Через секунду за мной звучат шаги и что-то колет меня в шею. Следом наступает тьма.

Холодный ветер скользит по моей обнаженной коже, подмораживая и так уже онемевшие нос, щеки, руки и ноги. Ощущение, как волосы на теле гнутся под ветром, пробуждает меня из искусственного сна. Затем холод просачивается и в сознание. Открываю глаза в ступоре, над головой нависают ветви сосен, вдалеке играет северное сияние, как феи под ЛСД в разноцветных балетных пачках. Сажусь, от движения кричит каждый сустав, выстреливая болью по ногам и телу. Что-то звенит, но в моем нынешнем состоянии все звуки приглушены. Хотя я едва слышу, боль от всего столкнувшегося разом в моем сознании меня ошеломляет.
Что случилось? Где я?
Пушистые, мокрые снежинки падают на землю. Стряхивая божью перхоть, я заставляю конечности двигаться и поднимаюсь. С ветром, встретившим мое раздетое тело, по мне пробегает дрожь. Шкуры исчезли, осталась только тонкая сорочка, которая едва достает до бедер. Она липнет к телу, промерзшая и промокшая насквозь.
- Какого черта? – не могу не спросить я тени.
Голос ломается, как айсберг, и я кривлюсь.
Под мрачным балдахином деревьев мое внимание привлекает огромная опрокинутая сосна. Под ее обнаженными ветвями мой взгляд цепляют черные недра убежища. Босая, я подхожу ближе, а потом падаю на колени и заползаю внутрь, не зная, не вторгаюсь ли я в чье-то логово.
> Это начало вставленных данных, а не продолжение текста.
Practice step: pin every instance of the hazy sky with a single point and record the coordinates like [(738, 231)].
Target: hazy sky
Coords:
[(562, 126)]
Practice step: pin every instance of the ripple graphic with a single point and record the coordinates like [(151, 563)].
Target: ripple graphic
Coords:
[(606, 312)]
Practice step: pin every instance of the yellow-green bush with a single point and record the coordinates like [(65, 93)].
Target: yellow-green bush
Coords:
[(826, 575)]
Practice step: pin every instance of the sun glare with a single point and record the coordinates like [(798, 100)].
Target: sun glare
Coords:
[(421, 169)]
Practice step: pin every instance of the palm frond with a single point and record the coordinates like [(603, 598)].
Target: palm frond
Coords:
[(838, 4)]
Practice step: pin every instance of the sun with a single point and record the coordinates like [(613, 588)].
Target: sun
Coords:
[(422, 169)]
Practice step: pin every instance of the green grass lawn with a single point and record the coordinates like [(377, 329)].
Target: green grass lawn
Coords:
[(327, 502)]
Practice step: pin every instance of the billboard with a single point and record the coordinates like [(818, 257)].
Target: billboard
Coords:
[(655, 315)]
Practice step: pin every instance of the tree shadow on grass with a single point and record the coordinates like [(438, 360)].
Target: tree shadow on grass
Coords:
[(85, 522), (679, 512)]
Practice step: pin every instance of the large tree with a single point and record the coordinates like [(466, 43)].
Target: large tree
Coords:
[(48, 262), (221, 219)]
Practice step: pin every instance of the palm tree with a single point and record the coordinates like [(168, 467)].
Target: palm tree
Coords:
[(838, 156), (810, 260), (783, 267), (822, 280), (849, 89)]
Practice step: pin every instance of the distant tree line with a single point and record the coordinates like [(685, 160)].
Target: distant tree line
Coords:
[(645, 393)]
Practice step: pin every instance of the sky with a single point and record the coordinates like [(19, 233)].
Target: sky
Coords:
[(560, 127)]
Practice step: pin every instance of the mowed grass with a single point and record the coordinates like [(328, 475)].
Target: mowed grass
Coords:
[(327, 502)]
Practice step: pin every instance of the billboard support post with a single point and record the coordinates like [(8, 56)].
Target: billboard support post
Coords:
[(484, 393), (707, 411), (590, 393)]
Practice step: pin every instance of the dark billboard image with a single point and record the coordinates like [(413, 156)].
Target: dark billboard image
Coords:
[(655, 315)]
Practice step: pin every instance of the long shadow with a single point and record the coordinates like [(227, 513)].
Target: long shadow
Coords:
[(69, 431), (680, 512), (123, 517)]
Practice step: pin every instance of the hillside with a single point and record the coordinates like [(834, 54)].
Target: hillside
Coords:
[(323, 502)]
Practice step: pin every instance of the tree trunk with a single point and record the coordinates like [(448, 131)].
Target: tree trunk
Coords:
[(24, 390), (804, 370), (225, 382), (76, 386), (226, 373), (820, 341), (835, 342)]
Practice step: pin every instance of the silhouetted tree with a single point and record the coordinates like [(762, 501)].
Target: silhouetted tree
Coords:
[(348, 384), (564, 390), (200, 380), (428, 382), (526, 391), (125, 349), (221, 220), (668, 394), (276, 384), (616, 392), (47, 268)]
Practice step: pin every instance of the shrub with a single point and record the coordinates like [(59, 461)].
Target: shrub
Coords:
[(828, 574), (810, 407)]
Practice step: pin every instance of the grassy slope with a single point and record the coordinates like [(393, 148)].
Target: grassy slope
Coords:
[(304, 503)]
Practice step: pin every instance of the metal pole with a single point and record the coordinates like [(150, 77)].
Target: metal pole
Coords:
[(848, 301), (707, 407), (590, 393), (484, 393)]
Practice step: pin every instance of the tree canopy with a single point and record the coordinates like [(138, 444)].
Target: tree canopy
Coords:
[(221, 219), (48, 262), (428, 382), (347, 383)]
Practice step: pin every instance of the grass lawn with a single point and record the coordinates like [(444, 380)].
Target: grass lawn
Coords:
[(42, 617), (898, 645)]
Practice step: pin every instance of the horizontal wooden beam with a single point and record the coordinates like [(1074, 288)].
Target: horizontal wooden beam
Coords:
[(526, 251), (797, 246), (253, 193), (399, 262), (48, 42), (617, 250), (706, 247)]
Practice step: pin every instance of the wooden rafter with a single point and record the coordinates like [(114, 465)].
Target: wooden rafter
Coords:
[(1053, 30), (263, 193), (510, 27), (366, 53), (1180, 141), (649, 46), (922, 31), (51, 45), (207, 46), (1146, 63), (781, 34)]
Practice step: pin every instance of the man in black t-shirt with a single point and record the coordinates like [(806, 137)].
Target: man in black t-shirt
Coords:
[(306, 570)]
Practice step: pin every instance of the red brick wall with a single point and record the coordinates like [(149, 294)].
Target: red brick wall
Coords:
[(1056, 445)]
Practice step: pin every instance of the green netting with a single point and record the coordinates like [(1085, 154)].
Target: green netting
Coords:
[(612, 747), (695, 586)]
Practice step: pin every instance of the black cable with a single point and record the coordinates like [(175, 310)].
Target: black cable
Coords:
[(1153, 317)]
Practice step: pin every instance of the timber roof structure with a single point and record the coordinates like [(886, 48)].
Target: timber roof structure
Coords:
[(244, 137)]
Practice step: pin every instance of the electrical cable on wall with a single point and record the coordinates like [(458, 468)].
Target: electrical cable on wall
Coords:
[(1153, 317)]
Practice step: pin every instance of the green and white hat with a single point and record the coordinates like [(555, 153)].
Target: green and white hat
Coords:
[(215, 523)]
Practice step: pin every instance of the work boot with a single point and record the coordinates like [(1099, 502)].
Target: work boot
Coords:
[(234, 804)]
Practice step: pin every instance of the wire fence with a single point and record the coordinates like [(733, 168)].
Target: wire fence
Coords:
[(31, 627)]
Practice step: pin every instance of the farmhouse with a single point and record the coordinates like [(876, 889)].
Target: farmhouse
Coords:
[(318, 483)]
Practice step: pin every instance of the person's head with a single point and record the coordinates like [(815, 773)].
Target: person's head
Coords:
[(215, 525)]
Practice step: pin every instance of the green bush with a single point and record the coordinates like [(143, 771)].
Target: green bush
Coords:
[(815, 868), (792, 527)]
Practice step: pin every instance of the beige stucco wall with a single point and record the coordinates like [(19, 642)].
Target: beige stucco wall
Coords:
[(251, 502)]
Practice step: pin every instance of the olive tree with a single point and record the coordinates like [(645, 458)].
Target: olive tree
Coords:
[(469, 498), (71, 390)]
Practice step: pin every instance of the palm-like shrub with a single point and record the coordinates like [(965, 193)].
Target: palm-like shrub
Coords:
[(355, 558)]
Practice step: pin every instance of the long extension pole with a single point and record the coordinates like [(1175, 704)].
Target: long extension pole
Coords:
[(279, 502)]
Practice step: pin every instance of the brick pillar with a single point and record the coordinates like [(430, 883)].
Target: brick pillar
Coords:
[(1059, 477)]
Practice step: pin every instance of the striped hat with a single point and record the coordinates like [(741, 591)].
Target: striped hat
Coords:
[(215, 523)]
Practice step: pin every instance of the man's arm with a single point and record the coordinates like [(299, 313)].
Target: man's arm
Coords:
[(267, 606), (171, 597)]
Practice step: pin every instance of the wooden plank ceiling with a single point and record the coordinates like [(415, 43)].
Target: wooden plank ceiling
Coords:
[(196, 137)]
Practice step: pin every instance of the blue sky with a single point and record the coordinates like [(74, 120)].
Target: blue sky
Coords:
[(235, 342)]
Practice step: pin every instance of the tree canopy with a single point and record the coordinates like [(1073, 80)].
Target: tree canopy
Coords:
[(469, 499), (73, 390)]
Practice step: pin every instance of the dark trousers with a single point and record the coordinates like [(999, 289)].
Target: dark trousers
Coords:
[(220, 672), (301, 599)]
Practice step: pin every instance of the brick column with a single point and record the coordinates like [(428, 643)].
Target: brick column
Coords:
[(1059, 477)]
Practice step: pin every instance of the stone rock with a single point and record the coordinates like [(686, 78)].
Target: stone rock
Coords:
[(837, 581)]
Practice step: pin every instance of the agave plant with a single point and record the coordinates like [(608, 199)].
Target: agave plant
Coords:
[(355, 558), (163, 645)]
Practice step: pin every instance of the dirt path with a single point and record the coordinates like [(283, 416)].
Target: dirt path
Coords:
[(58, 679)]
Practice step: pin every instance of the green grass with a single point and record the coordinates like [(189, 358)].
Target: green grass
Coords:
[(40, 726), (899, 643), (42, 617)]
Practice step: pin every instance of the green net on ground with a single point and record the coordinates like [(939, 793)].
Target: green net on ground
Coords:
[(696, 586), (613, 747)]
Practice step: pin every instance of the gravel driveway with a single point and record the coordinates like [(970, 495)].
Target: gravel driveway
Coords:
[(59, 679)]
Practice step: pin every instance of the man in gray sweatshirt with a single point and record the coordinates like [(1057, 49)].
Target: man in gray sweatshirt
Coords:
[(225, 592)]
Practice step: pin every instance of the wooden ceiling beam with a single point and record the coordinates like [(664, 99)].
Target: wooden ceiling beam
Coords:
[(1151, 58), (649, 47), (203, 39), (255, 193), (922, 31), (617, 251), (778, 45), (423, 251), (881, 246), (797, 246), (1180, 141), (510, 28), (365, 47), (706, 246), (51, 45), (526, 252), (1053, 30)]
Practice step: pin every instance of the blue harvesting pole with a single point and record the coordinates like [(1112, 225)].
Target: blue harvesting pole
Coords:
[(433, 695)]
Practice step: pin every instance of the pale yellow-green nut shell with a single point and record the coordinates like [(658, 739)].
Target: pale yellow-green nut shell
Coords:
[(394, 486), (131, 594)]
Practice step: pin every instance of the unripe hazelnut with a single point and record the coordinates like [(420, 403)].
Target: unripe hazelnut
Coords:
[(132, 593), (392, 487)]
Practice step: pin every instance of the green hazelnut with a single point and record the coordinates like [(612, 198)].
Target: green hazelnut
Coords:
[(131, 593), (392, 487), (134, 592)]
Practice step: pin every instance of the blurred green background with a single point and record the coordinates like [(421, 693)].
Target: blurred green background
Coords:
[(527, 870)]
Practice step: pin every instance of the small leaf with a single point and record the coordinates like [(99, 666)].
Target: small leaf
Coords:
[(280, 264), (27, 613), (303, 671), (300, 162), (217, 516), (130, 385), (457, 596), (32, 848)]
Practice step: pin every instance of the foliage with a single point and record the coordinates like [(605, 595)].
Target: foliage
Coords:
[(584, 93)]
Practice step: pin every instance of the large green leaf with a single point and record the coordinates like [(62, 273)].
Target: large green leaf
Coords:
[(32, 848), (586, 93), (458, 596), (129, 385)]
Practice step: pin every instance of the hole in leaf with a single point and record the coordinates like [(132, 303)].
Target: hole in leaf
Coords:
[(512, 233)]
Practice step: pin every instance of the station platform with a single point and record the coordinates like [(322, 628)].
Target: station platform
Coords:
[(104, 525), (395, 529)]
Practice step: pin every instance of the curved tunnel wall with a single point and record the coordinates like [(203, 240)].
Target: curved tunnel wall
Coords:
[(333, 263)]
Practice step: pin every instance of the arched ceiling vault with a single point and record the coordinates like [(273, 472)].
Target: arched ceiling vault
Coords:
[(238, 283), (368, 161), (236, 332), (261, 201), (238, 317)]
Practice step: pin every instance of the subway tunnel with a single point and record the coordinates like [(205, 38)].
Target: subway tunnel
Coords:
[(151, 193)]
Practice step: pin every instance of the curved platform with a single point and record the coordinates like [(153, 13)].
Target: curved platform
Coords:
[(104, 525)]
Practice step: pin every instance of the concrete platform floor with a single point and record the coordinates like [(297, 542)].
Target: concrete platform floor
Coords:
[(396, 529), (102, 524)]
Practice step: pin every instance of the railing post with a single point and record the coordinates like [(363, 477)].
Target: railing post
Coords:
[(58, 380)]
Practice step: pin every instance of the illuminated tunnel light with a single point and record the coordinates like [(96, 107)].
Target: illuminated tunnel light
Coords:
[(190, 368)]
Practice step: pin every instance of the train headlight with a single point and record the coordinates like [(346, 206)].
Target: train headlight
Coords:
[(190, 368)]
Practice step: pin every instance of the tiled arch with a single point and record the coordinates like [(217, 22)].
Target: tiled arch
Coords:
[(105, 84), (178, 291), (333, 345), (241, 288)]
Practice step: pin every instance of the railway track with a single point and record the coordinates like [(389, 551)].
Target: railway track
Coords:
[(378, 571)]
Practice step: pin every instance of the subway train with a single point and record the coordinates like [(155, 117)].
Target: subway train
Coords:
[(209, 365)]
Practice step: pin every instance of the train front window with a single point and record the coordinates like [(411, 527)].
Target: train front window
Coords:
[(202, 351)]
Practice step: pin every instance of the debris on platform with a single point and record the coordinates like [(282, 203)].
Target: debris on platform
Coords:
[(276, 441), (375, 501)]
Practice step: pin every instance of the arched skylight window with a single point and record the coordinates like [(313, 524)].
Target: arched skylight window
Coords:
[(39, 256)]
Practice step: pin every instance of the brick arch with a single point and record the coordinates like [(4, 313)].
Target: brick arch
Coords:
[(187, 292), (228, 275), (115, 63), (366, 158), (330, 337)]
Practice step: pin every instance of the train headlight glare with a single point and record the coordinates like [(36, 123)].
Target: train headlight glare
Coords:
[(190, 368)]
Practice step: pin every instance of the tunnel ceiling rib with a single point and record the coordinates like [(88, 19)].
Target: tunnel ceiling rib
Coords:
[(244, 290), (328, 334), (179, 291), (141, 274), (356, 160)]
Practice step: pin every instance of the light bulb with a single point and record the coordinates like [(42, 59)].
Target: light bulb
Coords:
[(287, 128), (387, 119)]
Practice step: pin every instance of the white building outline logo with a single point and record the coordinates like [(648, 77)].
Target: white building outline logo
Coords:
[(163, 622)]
Однако сам этот вопрос приходит на ум только тогда, когда я сворачиваюсь в клубок под большим деревом, укрытая его ветвями и упавшим снегом.
Импровизированная пещера всего пару метров в глубину, но защищает от кусачего ветра. Впервые с пробуждения я слышу собственное неровное дыхание. Все-таки временное убежище – облегчение. Закрыв глаза, я сосредотачиваюсь на размеренном дыхании – Икиак научил меня этому на охоте. Икиак всего на несколько лет старше меня, но он мне как старший брат, который поможет там, где папа не сможет… или не захочет. «Если окажешься в опасности, - говорил он, - не теряй контроль. Контролируй дыхание и будешь контролировать ситуацию». Я делаю, как он говорил, мысленно благодаря его за то, что он тренировал меня многие годы. Эти знания помогали мне ходить на охоту для семьи, добывать пропитание в тяжелые времена. Папа был никудышным охотником – и был, и остается им, поправляю я себя. Хоть он и выдал меня мистеру Чокоте, он все-таки еще жив. Нельзя просто выкинуть его из головы. Он мой папа. Мысль грозит что-то надломить в душе, что-то, о чем я не вспоминала с тех пор, как оно надломилось в ночь маминой смерти. С тех пор папа никогда не уходил от дома далеко, особенно по ночам. Он работает на мистера Чокоте в магазине, зарабатывая достаточно для жизни, но не больше того.
Вдохнуть, выдохнуть.
Зубы стучат. Ничего не могу поделать. Им вторит уже знакомый звук, который я только что слышала, - звон рождественских колокольчиков, будто где-то поблизости проезжает Святой Николай. В пугающей тишине окружающей ночи необычный звук привлекает мое любопытство.
Откуда он?
Я снова передергиваюсь - и на этот раз под аккомпанемент хора колокольчиков. С расширившимися глазами я провожу руками по волосам. Они мокрые и спутавшиеся, но на конце каждой пряди я нахожу крепко вплетенные рождественские колокольчики. Один, потом два, три, еще и еще.
Это я… я звеню.
Схватив один, я пытаюсь его вытянуть. Волосы вплетены внутрь самого металлического бубенца, и он не поддается, дергает за кожу. Взявшись поудобнее, я пробую еще, дрожа от боли. От дрожи колокольчики поют. Их так много, поверить не могу.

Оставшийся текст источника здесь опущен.